Review: Girls Made of Snow and Glass by Melissa Bashardoust

I received this book for free from the publisher in exchange for an honest review. This does not affect my opinion of the book or the content of my review.

Review: Girls Made of Snow and Glass by Melissa BashardoustGirls Made of Snow and Glass by Melissa Bashardoust
Pages: 384
Published by Flatiron Books on September 5th 2017
Genres: Young Adult, Fantasy, Retellings
Format: eARC
Source: NetGalley

Frozen meets The Bloody Chamber in this feminist fantasy reimagining of the Snow White fairytale

At sixteen, Mina's mother is dead, her magician father is vicious, and her silent heart has never beat with love for anyone—has never beat at all, in fact, but she’d always thought that fact normal. She never guessed that her father cut out her heart and replaced it with one of glass. When she moves to Whitespring Castle and sees its king for the first time, Mina forms a plan: win the king’s heart with her beauty, become queen, and finally know love. The only catch is that she’ll have to become a stepmother.

Fifteen-year-old Lynet looks just like her late mother, and one day she discovers why: a magician created her out of snow in the dead queen’s image, at her father’s order. But despite being the dead queen made flesh, Lynet would rather be like her fierce and regal stepmother, Mina. She gets her wish when her father makes Lynet queen of the southern territories, displacing Mina. Now Mina is starting to look at Lynet with something like hatred, and Lynet must decide what to do—and who to be—to win back the only mother she’s ever known…or else defeat her once and for all.

Entwining the stories of both Lynet and Mina in the past and present, Girls Made of Snow and Glass traces the relationship of two young women doomed to be rivals from the start. Only one can win all, while the other must lose everything—unless both can find a way to reshape themselves and their story.


Girls Made of Snow and Glass was easily one of the best retellings I’ve read this year. Melissa Bashardoust worked magic in creating this story that was at once immediately recognizable as the classic fairytale while also spinning a narrative entirely its own. There were unexpected depths to this story that made it utterly enchanting. I’m definitely going to be picking up a finished copy of this beauty!

While I could be wrong, I believe that this book is based off both Snow White and The Snow Queen. Lynet is a princess made of snow and blood, built as a replacement for a Queen who died too soon.
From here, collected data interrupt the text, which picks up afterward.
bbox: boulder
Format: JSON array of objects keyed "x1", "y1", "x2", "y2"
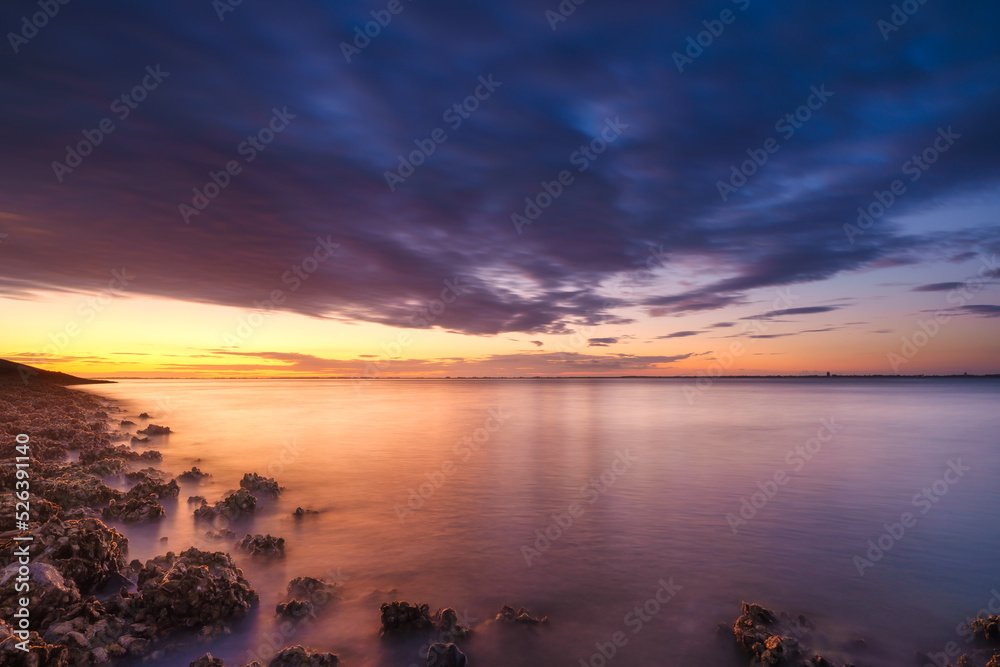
[
  {"x1": 276, "y1": 599, "x2": 315, "y2": 620},
  {"x1": 240, "y1": 472, "x2": 282, "y2": 496},
  {"x1": 427, "y1": 643, "x2": 469, "y2": 667},
  {"x1": 30, "y1": 517, "x2": 128, "y2": 594},
  {"x1": 179, "y1": 466, "x2": 212, "y2": 481},
  {"x1": 235, "y1": 534, "x2": 286, "y2": 558},
  {"x1": 495, "y1": 605, "x2": 547, "y2": 625},
  {"x1": 137, "y1": 424, "x2": 171, "y2": 436},
  {"x1": 194, "y1": 489, "x2": 256, "y2": 522}
]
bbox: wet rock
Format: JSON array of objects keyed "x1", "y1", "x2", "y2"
[
  {"x1": 293, "y1": 507, "x2": 318, "y2": 516},
  {"x1": 131, "y1": 435, "x2": 151, "y2": 444},
  {"x1": 0, "y1": 492, "x2": 59, "y2": 526},
  {"x1": 137, "y1": 423, "x2": 171, "y2": 436},
  {"x1": 0, "y1": 619, "x2": 71, "y2": 665},
  {"x1": 971, "y1": 615, "x2": 1000, "y2": 642},
  {"x1": 235, "y1": 533, "x2": 286, "y2": 558},
  {"x1": 30, "y1": 517, "x2": 128, "y2": 594},
  {"x1": 732, "y1": 602, "x2": 840, "y2": 667},
  {"x1": 287, "y1": 576, "x2": 341, "y2": 602},
  {"x1": 0, "y1": 563, "x2": 80, "y2": 629},
  {"x1": 276, "y1": 599, "x2": 315, "y2": 620},
  {"x1": 131, "y1": 547, "x2": 258, "y2": 632},
  {"x1": 81, "y1": 443, "x2": 161, "y2": 463},
  {"x1": 127, "y1": 476, "x2": 180, "y2": 500},
  {"x1": 36, "y1": 473, "x2": 122, "y2": 510},
  {"x1": 427, "y1": 643, "x2": 469, "y2": 667},
  {"x1": 380, "y1": 601, "x2": 435, "y2": 636},
  {"x1": 188, "y1": 495, "x2": 207, "y2": 504},
  {"x1": 120, "y1": 419, "x2": 136, "y2": 426},
  {"x1": 191, "y1": 653, "x2": 226, "y2": 666},
  {"x1": 179, "y1": 466, "x2": 212, "y2": 481},
  {"x1": 266, "y1": 645, "x2": 338, "y2": 666},
  {"x1": 435, "y1": 608, "x2": 472, "y2": 640},
  {"x1": 240, "y1": 472, "x2": 282, "y2": 496},
  {"x1": 138, "y1": 412, "x2": 150, "y2": 419},
  {"x1": 194, "y1": 489, "x2": 256, "y2": 521},
  {"x1": 82, "y1": 457, "x2": 129, "y2": 476},
  {"x1": 206, "y1": 528, "x2": 237, "y2": 540},
  {"x1": 102, "y1": 494, "x2": 166, "y2": 522},
  {"x1": 495, "y1": 605, "x2": 547, "y2": 625}
]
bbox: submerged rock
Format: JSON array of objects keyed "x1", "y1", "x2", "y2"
[
  {"x1": 293, "y1": 507, "x2": 318, "y2": 516},
  {"x1": 193, "y1": 488, "x2": 257, "y2": 521},
  {"x1": 379, "y1": 602, "x2": 471, "y2": 639},
  {"x1": 240, "y1": 472, "x2": 282, "y2": 496},
  {"x1": 191, "y1": 653, "x2": 226, "y2": 666},
  {"x1": 427, "y1": 643, "x2": 469, "y2": 667},
  {"x1": 265, "y1": 645, "x2": 338, "y2": 666},
  {"x1": 188, "y1": 495, "x2": 207, "y2": 504},
  {"x1": 731, "y1": 602, "x2": 843, "y2": 667},
  {"x1": 235, "y1": 533, "x2": 286, "y2": 558},
  {"x1": 120, "y1": 419, "x2": 136, "y2": 426},
  {"x1": 287, "y1": 576, "x2": 341, "y2": 602},
  {"x1": 138, "y1": 412, "x2": 151, "y2": 418},
  {"x1": 137, "y1": 423, "x2": 171, "y2": 436},
  {"x1": 131, "y1": 435, "x2": 151, "y2": 444},
  {"x1": 179, "y1": 466, "x2": 211, "y2": 481},
  {"x1": 495, "y1": 605, "x2": 547, "y2": 625},
  {"x1": 276, "y1": 598, "x2": 315, "y2": 620}
]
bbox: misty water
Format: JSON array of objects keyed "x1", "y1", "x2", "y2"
[{"x1": 79, "y1": 378, "x2": 1000, "y2": 666}]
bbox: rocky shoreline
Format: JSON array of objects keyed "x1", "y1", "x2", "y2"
[{"x1": 1, "y1": 378, "x2": 998, "y2": 666}]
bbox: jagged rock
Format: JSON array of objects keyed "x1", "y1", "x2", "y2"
[
  {"x1": 495, "y1": 605, "x2": 547, "y2": 625},
  {"x1": 131, "y1": 548, "x2": 258, "y2": 631},
  {"x1": 102, "y1": 494, "x2": 166, "y2": 522},
  {"x1": 0, "y1": 619, "x2": 71, "y2": 665},
  {"x1": 971, "y1": 615, "x2": 1000, "y2": 642},
  {"x1": 193, "y1": 489, "x2": 256, "y2": 521},
  {"x1": 0, "y1": 492, "x2": 59, "y2": 526},
  {"x1": 138, "y1": 412, "x2": 150, "y2": 419},
  {"x1": 120, "y1": 419, "x2": 136, "y2": 426},
  {"x1": 276, "y1": 599, "x2": 315, "y2": 620},
  {"x1": 191, "y1": 653, "x2": 226, "y2": 666},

Mina is her stepmother, a queen with a glass heart, left unable to love by the process that saved her life. Girls Made of Snow and Glass chronicles Lynet and Mina’s stories, from their respective childhoods to the ultimate conclusion. The story shifts back and forth between the present and the past, slowly revealing the entire story.

I was surprised by how character-based this story was. At first, it was a little too slow for me but then I was swept away and would have been entirely happy if it had been longer. I loved Lynet’s journey, I could really relate to her struggles to define herself outside of other’s expectations of her. Mina also went through a similar journey and there were moments when my heart broke for her. Both of the main characters were beautifully written and I absolutely adored them. Lynet’s snow magic and Mina’s glass magic were marvelous additions to the story, adding just the right touch of enchantment to the story.

Girls Made of Snow and Glass was a wonderful feminist retelling of two of my favorite fairytales. This fantastic debut combined magic, love, and family to make a story that was both captivating and relatable.